105 La Cour peut ordonner, à l’égard de deux ou plusieurs instances :

a) qu’elles soient réunies, instruites conjointement ou instruites successivement;

b) qu’il soit sursis à une instance jusqu’à ce qu’une décision soit rendue à l’égard d’une autre instance;

c) que l’une d’elles fasse l’objet d’une demande reconventionnelle ou d’un appel incident dans une autre instance.

105 The Court may order, in respect of two or more proceedings,

(a) that they be consolidated, heard together heard one immediately after the other;

(b) that one proceeding be stayed until another proceeding is determined; or

(c) that one of the proceedings be asserted as a counterclaim or cross-appeal in another proceeding.

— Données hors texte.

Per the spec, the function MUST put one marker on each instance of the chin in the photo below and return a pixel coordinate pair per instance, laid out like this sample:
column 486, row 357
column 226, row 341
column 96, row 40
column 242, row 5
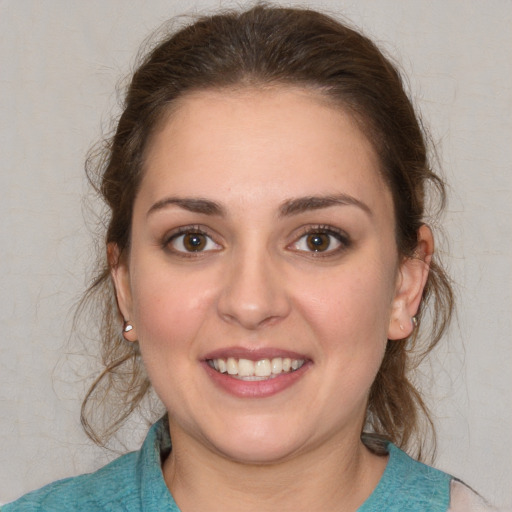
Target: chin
column 258, row 445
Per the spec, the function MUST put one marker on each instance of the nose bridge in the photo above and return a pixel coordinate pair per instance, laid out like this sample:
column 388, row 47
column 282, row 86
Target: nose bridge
column 253, row 291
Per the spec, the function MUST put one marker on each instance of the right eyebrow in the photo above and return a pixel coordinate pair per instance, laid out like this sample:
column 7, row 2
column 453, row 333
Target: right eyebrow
column 196, row 205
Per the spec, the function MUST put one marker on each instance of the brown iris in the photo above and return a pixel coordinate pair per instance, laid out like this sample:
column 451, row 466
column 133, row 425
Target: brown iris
column 194, row 242
column 318, row 242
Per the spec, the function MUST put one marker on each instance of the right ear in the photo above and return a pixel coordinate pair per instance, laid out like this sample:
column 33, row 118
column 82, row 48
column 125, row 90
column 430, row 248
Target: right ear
column 121, row 277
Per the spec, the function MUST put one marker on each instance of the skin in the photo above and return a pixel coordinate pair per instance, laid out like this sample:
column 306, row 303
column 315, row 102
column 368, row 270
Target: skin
column 257, row 285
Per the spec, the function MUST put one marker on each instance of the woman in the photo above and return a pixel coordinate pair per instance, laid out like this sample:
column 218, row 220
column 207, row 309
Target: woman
column 271, row 265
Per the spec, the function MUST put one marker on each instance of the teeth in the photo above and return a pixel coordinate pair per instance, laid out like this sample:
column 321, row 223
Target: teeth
column 255, row 370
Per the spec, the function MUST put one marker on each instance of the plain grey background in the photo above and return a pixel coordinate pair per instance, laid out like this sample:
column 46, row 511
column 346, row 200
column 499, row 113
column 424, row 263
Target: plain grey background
column 60, row 62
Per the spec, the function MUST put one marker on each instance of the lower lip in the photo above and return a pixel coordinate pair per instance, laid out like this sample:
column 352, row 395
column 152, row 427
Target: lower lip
column 255, row 388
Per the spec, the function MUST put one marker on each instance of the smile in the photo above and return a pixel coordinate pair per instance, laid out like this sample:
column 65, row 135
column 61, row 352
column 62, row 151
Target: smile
column 263, row 369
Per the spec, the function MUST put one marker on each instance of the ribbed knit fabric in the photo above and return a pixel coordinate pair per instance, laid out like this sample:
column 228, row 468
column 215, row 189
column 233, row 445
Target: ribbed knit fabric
column 135, row 483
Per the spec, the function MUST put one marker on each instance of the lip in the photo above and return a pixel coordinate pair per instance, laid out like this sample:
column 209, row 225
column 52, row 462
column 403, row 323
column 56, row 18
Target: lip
column 259, row 388
column 254, row 354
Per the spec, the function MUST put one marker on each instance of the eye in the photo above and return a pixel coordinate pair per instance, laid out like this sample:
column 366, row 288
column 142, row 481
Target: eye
column 321, row 240
column 192, row 241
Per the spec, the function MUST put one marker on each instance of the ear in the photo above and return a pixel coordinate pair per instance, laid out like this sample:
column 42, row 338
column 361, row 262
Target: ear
column 411, row 280
column 121, row 277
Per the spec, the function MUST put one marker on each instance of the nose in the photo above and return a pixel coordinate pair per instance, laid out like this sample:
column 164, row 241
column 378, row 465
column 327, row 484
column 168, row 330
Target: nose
column 254, row 291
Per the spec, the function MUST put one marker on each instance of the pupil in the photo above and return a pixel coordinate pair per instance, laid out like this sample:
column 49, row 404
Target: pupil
column 318, row 242
column 194, row 242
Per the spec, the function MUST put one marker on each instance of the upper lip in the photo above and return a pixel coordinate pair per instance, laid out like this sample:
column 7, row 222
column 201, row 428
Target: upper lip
column 253, row 354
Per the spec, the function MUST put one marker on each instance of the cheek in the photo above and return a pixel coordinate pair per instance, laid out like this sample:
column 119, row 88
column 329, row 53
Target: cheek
column 169, row 308
column 352, row 303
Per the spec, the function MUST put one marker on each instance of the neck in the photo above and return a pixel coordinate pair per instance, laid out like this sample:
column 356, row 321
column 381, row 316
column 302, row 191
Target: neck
column 338, row 475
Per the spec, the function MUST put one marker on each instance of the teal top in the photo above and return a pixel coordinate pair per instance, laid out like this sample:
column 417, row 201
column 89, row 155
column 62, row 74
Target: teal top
column 134, row 482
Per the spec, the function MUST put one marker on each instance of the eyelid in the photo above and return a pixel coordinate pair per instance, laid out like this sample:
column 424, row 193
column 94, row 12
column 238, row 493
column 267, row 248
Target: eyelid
column 340, row 235
column 174, row 234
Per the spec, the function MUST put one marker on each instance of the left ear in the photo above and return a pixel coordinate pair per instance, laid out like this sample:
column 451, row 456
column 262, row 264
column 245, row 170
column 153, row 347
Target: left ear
column 411, row 280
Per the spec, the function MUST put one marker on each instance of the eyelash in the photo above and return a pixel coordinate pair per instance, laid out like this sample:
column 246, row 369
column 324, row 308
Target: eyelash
column 173, row 237
column 340, row 237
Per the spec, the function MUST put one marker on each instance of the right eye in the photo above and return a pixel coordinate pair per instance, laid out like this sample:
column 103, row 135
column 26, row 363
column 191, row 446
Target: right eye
column 192, row 242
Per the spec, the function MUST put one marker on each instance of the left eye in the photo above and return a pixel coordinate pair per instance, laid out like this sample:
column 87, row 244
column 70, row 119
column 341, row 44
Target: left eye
column 193, row 242
column 318, row 242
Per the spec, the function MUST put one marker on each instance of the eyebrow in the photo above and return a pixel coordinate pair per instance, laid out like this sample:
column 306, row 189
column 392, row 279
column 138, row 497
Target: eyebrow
column 304, row 204
column 196, row 205
column 288, row 208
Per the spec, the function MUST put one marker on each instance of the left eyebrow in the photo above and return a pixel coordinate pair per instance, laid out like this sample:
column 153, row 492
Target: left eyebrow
column 196, row 205
column 308, row 203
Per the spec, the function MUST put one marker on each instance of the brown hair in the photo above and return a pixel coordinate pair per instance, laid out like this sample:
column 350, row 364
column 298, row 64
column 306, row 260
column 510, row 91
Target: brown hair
column 267, row 46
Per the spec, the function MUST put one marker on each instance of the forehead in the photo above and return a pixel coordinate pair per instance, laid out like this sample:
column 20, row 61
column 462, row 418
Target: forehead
column 273, row 142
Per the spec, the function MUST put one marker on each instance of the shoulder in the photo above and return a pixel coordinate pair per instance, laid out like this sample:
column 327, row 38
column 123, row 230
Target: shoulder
column 112, row 487
column 409, row 485
column 464, row 499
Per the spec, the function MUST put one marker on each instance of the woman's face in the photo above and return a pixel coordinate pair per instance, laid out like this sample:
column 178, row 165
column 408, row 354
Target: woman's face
column 263, row 279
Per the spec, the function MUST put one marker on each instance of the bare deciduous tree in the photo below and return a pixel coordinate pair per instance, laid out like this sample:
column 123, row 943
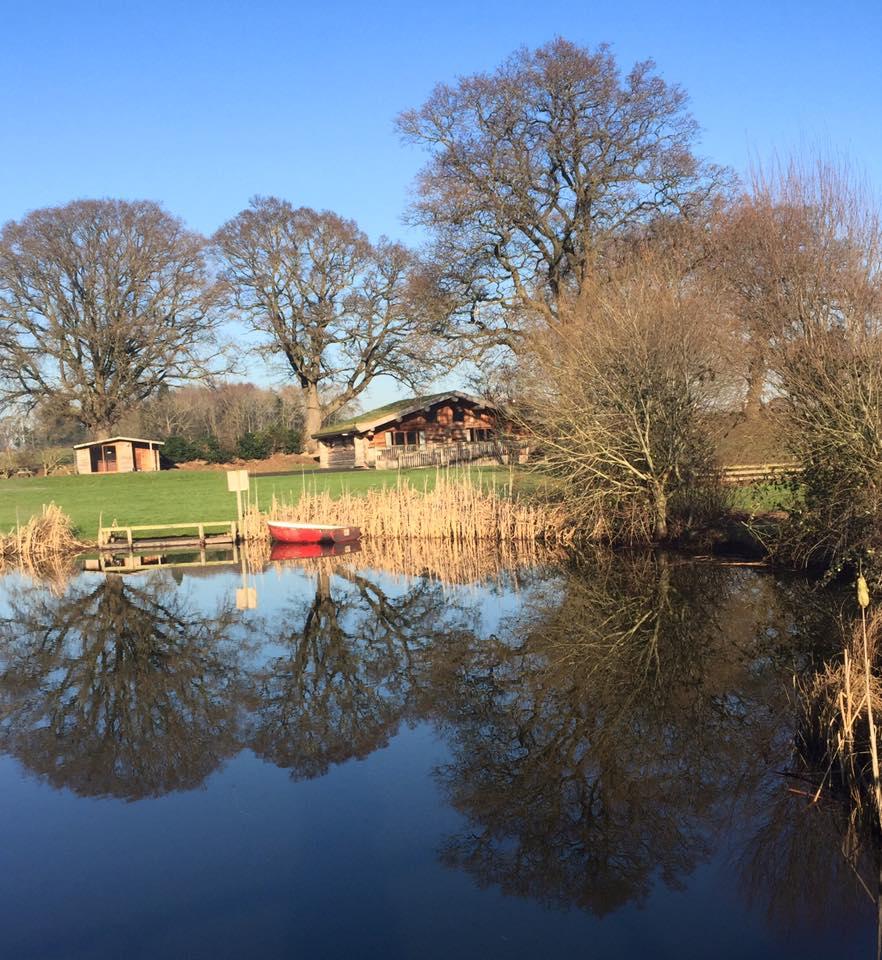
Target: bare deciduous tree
column 828, row 361
column 619, row 398
column 102, row 302
column 340, row 310
column 534, row 168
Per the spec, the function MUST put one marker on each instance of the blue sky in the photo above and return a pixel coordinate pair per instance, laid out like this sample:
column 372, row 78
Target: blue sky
column 201, row 105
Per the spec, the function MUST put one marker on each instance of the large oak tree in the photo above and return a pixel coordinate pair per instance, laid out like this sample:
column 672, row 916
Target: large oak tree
column 535, row 168
column 340, row 310
column 102, row 302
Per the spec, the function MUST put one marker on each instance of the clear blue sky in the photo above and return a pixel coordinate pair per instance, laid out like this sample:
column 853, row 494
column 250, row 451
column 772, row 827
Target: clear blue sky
column 202, row 104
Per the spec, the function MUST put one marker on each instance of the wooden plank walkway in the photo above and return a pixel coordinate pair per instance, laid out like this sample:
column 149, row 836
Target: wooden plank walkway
column 111, row 538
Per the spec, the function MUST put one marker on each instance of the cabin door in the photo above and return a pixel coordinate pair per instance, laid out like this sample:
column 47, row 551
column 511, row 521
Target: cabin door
column 144, row 459
column 107, row 463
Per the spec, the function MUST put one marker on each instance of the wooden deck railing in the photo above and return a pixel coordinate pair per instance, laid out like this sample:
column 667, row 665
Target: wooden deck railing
column 755, row 472
column 442, row 455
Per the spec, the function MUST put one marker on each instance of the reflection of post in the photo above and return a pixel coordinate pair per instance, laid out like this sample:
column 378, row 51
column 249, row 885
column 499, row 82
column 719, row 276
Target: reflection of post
column 246, row 597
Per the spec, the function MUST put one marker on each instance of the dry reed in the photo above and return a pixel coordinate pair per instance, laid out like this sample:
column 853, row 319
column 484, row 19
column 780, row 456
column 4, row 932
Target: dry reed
column 840, row 707
column 455, row 511
column 43, row 541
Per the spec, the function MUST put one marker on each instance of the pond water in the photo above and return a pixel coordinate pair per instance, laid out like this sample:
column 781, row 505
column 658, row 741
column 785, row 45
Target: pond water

[12]  Même s’il est fait mention d’instances réunies et d’instances instruites conjointement dans la même phrase et même si ces mécanismes sont souvent considérés comme étant équivalents sur le plan fonctionnel, il s’agit de concepts très différents qui ont des conséquences très différentes. La Cour d’appel fédérale explique la distinction aux paragraphes 7 et 8 de l’arrêt Janssen Inc. c Abbvie Corporation, 2014 CAF 176 et aux paragraphes 7 à 9 de l’arrêt Venngo Inc. c Concierge Connection Inc., 2016 CAF 209, citant avec approbation l’affaire Wood c Farr Ford Ltd., [2008] O.J. No. 4092, 67 C.P.C. (6th) 23. La décision de la Cour supérieure de justice de l’Ontario dans l’affaire Wood concerne l’application du paragraphe 6.01(1) des Règles de procédure civile, R.R.O. 1990, Règl. 194, qui, comme l’article 105 de nos Règles, prévoit la réunion d’actions ou l’instruction simultanée ou consécutive dans les termes suivants :

6.01(1) Si plusieurs instances sont en cours devant le tribunal et qu’il appert au tribunal, selon le cas :

a) qu’elles ont en commun une question de droit ou de fait;

b) que les mesures de redressement demandées sont reliées à la même opération ou au même événement ou à la même série d’opérations ou d’événements;

c) qu’il est par ailleurs nécessaire de rendre une ordonnance en application de la présente règle,

le tribunal peut ordonner :

d) soit la réunion des instances ou leur instruction simultanée ou consécutive;

e) soit, l’une des mesures suivantes :

(i) qu’il soit sursis à une instance jusqu’à ce qu’une décision soit rendue à l’égard de l’une des autres,

(ii) qu’une instance fasse l’objet d’une demande reconventionnelle dans l’une des autres

6.01(1) Where two or more proceedings are pending in the court and it appears to the court that,

(a) they have a question of law or fact in common;

(b) the relief claimed in them arises out of the same transaction or occurrence or series of transactions or occurrences; or

(c) for any other reason an order ought to be made under this rule,

the court may order that,

(d) the proceedings be consolidated, or heard at the same time or one immediately after the other; or

(e) any of the proceedings be,

(i) stayed until after the determination of any other of them, or

(ii) asserted by way of counterclaim in any other of them

 

[13]  La Cour supérieure de justice de l’Ontario a expliqué la distinction entre la réunion d’actions et l’instruction conjointe de la manière suivante, aux paragraphes 24 à 27 de l’affaire Wood :

[traduction]

[24]  Lorsque deux actions sont réunies, elles deviennent une seule action et sont traitées comme tel. Ainsi, il n’y a « qu’un seul acte de procédure, une seule série d’interrogatoires préalables, un seul jugement et un seul mémoire de frais » : voir The Civil Litigation Process, précité, p. 420.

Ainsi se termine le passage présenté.